KUWAIT CITY - US Secretary of State John Kerry will go to the United Arab Emirates on Saturday, adding a stop to his marathon tour aimed at coordinating support for Syria's rebels, an official said.

Kerry, who arrived in Kuwait on Tuesday evening after a lightning stop in Saudi Arabia, will visit Abu Dhabi to meet Crown Prince Mohammed bin Zayed Al-Nahayan, State Department spokeswoman Jen Psaki said.

He has been touring Sunni Arab states, which are mostly opposed to Syrian President Bashar al-Assad, in the wake of President Barack Obama's decision to expand US support for the rebels.

The United States took the decision after concluding that Assad defied warnings and used chemical weapons, but Obama remains wary of a large US involvement in an increasingly sectarian conflict that has claimed nearly 100,000 lives.

Kerry will stop in Abu Dhabi between visits to Jordan, where he will make his latest attempt to encourage the Middle East peace process, and the Southeast Asian petro-state of Brunei, where he will attend an Asian conference.

He is likely to hold tense talks in Brunei with Russian Foreign Minister Sergei Lavrov.
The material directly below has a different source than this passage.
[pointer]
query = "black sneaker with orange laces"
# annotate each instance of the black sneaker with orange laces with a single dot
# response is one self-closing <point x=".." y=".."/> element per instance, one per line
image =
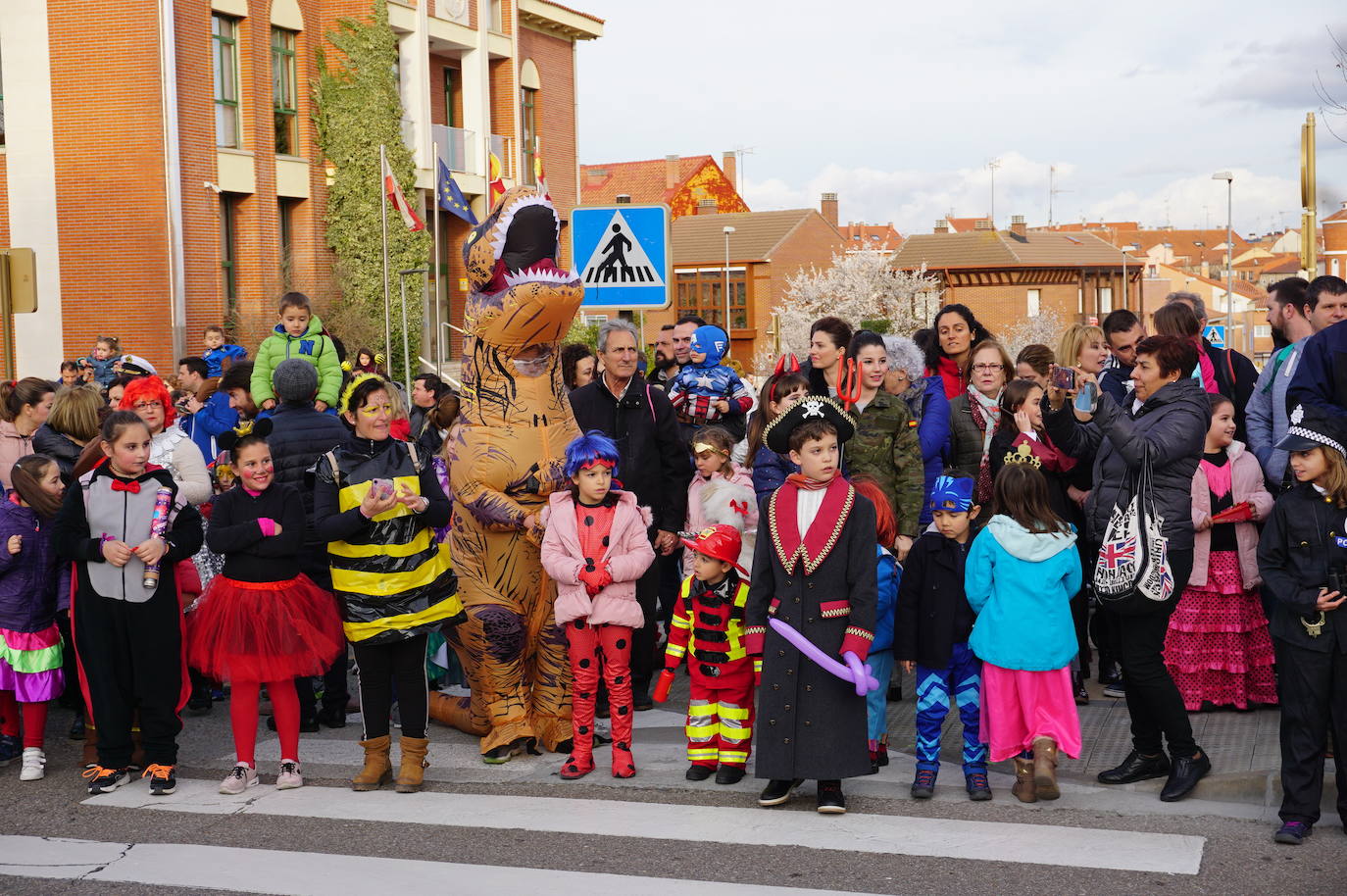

Russia is a key supporter of Assad and has entered a new showdown with Washington after Edward Snowden, a former contractor who leaked details of US surveillance, flew to Moscow in hopes of reaching asylum in Latin America.

During his trip, Kerry also visited Qatar, a top supporter of the Syrian rebels, and India, where he pledged a new effort to build relations between the world's two largest democracies.

The Abu Dhabi crown prince visited Washington in April, where he spoke to Obama about the Syrian crisis.

Saudi Arabia on Tuesday pressed for global action to end Syrian President Bashar al-Assad's regime, telling US Secretary of State John Kerry that the civil war had turned into "genocide".

Saudi Foreign Minister Prince Saud al-Faisal told Kerry that Assad, a secular leader who belongs to the heterodox Alawite sect, has waged "unprecedented genocide" through the more than two-year conflict that has claimed nearly 100,000 lives.

"The kingdom demands a clear, unequivocal international resolution that bans any sort of weapons support for the Syrian regime and declares null and void the legitimacy of that regime," Faisal said at a joint news conference.

"The regime's illegitimacy eliminates any possibility of it being part of any arrangement or playing any role whatsoever in shaping the present and future," he said.

Faisal also voiced dismay at the role of Iran, which has poured assistance to Assad to save its main Arab ally. Hezbollah, the Lebanese Shiite Muslim backed by Iran, has increasingly fought alongside government forces in Syria.

"Along with the regime's genocide against its own people, this adds an even deadlier element in the form of an all-out foreign invasion," Faisal said of Iran's role.

Despite Faisal's stance, Kerry said that the United States supported an agreement last year in Geneva that would create a transitional government that includes both the rebels and regime, although not Assad himself.

"We believe that the best solution is a political solution in which the people of Syria have an opportunity to be able to make a choice about their future," Kerry said.

"We believe that every minority can be respected, there can be diversity and pluralism and that the people can do so in a climate of peace," he said.

Saudi Arabia, while a longstanding US ally, practices a puritanical form of Wahhabi Islam. US officials have in the past voiced concern about money from Gulf Arabs funding Sunni hardliners in Afghanistan, Pakistan and elsewhere.

Kerry also paid his day trip to Jeddah to compare notes on the Middle East peace process -- one of his key priorities -- and on the chaotic politics of Egypt, where Saudi Arabia is considered to hold key influence.